Building a Human-Centric Data Economy: Mozilla’s Data Futures Lab

For many people, a desire for better approaches to data stewardship is a brief, passing thought. Perhaps a customer begins to worry after a healthcare company announces a hack of customer data. Maybe someone tries to opt out of cookies on a website only to give up, exasperated at the multiple screens and clicks required. Perhaps a consumer wonders why an online restaurant reservation requires a birthday. It’s at such moments that we often think, “There must be a better way.” These concerns are only heightened with developments in AI fueling new uses for our data.

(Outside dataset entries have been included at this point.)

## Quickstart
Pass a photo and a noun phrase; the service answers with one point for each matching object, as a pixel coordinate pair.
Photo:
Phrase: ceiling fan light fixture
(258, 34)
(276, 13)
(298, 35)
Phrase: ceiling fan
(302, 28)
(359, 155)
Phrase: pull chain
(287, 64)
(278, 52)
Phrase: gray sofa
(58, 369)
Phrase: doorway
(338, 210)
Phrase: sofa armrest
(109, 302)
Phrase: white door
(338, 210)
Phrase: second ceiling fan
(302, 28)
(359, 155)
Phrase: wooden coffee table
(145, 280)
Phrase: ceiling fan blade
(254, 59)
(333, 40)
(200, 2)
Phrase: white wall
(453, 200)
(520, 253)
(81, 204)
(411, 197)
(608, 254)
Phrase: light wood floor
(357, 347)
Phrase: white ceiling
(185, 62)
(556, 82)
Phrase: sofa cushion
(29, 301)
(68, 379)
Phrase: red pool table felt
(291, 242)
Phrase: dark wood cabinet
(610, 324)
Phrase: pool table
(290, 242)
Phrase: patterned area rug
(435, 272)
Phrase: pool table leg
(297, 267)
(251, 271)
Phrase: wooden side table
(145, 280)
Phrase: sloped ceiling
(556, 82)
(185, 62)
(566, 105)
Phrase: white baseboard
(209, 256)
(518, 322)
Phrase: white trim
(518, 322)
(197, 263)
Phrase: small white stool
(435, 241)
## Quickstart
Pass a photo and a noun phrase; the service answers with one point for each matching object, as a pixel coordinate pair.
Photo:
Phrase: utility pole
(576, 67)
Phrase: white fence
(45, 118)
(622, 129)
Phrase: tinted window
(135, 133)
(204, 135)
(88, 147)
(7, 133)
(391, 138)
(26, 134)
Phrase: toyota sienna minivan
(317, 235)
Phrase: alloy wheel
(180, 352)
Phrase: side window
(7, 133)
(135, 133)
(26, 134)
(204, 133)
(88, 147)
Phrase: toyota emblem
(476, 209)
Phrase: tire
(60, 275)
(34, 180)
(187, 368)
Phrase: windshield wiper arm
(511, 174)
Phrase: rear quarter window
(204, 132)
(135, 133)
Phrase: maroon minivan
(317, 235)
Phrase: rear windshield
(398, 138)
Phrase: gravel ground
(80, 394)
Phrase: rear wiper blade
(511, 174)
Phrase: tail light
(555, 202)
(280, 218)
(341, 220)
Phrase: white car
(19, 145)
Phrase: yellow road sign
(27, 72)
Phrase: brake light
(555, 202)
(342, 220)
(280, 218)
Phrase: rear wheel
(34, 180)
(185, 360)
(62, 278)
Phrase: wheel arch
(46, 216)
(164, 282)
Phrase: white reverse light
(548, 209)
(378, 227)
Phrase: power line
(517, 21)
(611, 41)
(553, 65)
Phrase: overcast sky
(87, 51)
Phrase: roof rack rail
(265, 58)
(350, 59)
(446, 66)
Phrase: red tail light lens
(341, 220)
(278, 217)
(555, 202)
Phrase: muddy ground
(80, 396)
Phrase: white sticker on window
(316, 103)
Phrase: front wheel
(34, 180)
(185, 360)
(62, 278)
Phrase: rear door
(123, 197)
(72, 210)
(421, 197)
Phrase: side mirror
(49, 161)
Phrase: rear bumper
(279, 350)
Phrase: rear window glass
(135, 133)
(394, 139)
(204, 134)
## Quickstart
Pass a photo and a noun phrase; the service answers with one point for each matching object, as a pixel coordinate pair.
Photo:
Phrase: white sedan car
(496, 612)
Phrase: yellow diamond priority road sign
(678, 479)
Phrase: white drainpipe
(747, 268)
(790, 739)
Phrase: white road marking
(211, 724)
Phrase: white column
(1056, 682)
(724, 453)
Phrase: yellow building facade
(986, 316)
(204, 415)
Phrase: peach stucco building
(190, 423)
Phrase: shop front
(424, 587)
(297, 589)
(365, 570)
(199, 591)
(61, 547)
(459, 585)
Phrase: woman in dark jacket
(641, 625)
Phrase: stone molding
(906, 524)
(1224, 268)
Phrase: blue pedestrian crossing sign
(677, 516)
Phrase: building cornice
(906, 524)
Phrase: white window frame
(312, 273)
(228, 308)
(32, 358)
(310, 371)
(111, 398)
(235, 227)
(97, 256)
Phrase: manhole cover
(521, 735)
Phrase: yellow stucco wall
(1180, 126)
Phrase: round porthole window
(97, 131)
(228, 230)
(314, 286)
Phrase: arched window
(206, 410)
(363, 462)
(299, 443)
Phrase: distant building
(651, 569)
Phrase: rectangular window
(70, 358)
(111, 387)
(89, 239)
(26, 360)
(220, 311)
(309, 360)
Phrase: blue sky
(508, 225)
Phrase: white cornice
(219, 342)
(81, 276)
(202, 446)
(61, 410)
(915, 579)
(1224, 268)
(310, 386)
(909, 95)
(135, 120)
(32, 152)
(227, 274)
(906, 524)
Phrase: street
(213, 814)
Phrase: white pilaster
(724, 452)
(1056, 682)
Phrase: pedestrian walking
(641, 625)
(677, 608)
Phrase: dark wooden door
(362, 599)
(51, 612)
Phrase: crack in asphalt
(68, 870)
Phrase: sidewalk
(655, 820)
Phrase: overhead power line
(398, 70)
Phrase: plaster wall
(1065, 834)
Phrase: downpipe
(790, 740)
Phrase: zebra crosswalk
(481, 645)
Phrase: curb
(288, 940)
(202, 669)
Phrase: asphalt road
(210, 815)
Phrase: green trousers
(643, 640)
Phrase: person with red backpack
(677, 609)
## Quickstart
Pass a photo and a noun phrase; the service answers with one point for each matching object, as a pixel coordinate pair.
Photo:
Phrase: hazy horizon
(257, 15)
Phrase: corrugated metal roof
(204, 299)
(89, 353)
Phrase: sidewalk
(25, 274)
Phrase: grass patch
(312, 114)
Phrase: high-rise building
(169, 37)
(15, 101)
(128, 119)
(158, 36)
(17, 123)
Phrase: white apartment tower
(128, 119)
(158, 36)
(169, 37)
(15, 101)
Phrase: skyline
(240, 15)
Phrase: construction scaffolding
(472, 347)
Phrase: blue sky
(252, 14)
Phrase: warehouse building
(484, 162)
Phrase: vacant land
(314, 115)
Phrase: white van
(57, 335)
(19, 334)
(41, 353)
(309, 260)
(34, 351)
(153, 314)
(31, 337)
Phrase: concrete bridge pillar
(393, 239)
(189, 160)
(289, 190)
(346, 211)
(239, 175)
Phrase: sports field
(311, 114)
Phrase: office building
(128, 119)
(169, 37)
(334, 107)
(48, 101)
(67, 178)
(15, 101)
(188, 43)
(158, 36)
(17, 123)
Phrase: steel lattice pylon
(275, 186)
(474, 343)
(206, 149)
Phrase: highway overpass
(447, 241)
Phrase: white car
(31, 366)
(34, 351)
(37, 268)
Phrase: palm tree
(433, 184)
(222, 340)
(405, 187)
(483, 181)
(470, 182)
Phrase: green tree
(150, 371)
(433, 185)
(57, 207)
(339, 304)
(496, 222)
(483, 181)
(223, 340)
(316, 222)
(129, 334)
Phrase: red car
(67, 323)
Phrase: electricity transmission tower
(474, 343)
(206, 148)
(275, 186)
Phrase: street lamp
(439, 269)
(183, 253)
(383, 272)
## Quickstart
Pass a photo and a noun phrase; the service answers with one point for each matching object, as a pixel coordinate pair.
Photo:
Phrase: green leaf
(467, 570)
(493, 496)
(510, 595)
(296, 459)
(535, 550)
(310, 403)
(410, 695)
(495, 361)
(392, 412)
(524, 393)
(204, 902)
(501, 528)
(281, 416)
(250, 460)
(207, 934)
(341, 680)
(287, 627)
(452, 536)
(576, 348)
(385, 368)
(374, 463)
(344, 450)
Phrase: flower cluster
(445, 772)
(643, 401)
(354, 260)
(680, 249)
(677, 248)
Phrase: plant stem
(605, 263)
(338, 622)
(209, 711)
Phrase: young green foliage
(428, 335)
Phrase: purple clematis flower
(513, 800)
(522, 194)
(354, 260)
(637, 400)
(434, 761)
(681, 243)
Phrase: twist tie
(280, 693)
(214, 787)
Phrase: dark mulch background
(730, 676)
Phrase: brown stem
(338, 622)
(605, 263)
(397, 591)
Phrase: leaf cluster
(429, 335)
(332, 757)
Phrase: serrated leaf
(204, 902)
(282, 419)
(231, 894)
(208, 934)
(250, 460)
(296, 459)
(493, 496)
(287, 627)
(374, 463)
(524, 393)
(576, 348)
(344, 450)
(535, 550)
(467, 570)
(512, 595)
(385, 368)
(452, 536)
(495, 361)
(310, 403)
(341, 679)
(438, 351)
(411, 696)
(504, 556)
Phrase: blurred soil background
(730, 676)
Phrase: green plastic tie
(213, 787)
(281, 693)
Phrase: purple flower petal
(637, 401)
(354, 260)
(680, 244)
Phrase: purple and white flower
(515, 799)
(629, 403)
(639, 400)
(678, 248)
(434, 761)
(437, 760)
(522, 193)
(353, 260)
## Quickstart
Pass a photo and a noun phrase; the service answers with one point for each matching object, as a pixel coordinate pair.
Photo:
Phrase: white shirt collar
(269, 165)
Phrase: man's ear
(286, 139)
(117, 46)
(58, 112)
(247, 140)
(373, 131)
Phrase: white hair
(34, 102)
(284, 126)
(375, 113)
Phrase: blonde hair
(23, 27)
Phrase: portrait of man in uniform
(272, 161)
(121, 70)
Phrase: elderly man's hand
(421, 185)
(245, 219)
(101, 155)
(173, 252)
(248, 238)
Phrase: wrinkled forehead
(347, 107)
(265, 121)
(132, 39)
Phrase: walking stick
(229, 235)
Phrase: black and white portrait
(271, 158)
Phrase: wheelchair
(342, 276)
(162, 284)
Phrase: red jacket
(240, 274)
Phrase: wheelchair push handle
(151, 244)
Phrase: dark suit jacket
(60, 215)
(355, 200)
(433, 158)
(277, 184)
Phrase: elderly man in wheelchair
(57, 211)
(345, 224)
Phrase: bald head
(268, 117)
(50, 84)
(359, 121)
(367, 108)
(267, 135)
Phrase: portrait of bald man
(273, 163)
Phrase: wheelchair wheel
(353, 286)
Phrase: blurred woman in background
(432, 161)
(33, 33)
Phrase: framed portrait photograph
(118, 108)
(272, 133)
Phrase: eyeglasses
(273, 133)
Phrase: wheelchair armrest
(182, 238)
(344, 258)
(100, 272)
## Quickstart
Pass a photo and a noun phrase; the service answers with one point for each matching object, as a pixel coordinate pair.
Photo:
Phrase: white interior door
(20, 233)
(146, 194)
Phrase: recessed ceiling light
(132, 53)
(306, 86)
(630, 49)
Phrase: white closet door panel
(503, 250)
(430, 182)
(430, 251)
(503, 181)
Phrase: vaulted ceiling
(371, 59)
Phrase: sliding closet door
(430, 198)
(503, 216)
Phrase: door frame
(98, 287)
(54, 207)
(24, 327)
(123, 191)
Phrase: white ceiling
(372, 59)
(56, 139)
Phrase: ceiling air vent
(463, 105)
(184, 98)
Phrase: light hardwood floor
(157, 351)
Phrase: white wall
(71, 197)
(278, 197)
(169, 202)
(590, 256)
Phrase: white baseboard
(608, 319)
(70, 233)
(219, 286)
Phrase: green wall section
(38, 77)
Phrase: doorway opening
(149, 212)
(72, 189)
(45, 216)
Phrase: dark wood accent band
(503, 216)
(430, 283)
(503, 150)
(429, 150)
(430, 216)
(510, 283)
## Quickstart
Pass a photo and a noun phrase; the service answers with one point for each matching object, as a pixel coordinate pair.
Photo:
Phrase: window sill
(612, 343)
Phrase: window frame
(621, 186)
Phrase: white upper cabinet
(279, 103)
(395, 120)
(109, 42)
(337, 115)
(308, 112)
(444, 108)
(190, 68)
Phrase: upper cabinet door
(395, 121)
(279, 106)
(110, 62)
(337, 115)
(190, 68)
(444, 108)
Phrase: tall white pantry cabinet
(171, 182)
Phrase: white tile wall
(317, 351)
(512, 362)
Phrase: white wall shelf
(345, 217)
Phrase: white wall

Data Futures Lab, a project of the Mozilla Foundation, served as an experimental space for developing new approaches to data stewardship. Its goal was to build tools and communities designed to offer such better ways—ways that give greater control and agency to people. In so doing, the project sought to advance policies, approaches, and tools that prioritize data co-creation, ownership, and stewardship in ways that benefit a diverse and inclusive public. Between 2021-2024, it provided funding, project incubation, scaffolding for collaboration, convening around emerging ideas, and a place to workshop approaches to data governance. By bringing together innovators, capital, and community, Data Futures Lab hoped to give greater control and agency to people, rather than corporations or systems.

The project has since ceased as a standalone initiative, and its success has inspired the broader Mozilla Foundation to take its approach to funding and tailored support so that more promising sociotechnical projects can flourish over a longer term.